Il est question durant cette séance de formation qui se fait par vague de  60 personnes de former à terme près de 180 jeunes de New-bell. Sont concernés par ce projet qui bat déjà sont plein des  jeunes âgées de  6 à  11ans pour le niveau 1, des  jeunes de 12 à 14ans  pour le   niveau  2 et des  ceux  de 15 à 25ans pour  le  niveau 3.
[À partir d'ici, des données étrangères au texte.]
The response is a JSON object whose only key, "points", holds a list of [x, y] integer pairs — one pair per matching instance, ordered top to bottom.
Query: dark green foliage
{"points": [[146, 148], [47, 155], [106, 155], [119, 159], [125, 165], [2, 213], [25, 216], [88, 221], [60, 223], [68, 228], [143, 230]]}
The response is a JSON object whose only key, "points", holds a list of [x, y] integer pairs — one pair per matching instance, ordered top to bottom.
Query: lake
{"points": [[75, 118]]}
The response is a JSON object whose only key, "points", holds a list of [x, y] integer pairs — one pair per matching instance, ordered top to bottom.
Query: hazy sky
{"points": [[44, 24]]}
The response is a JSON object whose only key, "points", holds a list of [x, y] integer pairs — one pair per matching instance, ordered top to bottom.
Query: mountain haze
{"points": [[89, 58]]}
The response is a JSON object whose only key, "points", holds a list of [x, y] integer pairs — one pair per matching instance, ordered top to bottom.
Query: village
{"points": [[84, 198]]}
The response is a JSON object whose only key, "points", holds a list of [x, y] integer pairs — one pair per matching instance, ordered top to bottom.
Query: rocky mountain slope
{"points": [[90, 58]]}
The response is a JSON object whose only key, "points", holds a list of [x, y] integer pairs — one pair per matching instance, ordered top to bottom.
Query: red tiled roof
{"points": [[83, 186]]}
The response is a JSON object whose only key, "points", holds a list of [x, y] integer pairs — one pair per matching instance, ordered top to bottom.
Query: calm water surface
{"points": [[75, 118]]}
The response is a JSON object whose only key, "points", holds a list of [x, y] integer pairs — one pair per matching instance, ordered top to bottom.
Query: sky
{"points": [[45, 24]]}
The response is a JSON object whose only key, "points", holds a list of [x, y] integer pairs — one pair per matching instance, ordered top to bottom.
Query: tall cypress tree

D’après El  Hadj  Relouanou  qui a supporté tous les frais de cette formation qu’il pense important  pour la jeunesse de  New-bell et pour le développement de  ce quartier  en  générale, ce sont  les jeunes de niveau 3 qui sont  nombreux. «Ce sont les plus nécessiteux», affirme-t-il.

 Module de  formation

 Pour permettre aux jeunes de New-Bell de manier avec aisance l’outil  informatique, ces derniers  sont  formés  à l’usage des logiciels Word, Excel, à la pratique de l’internet, à l’usage innovants des  technologies de l’information et de la communication(Tic), à l’usage des réseaux sociaux.  Des cours sur le montage des projets facilitant leur insertion sociale et sur le management des projets sont  pareillement dispensés.

 Des unités de formation qui  font la fierté  des participants très  heureux  de participer à une telle  formation. «Les  modules qui nous  sont enseignés sont très intéressants. Nous avons jusqu’ici travaillé sur Word et Excel. Sur Word, nous  avons  appris les différentes options qui permettent de saisir et de traiter  un texte, les Lettrines. Les  encadreurs  nous  ont demandés  de poursuivre la  recherche pour maitriser les autres logiciels et programmes. J’espère qu’à l’issu de cette formation je serais suffisamment apte pour me mettre au service des autres», affirme  Mouhamadou Rabiou, l’un des  participants à cette  formation.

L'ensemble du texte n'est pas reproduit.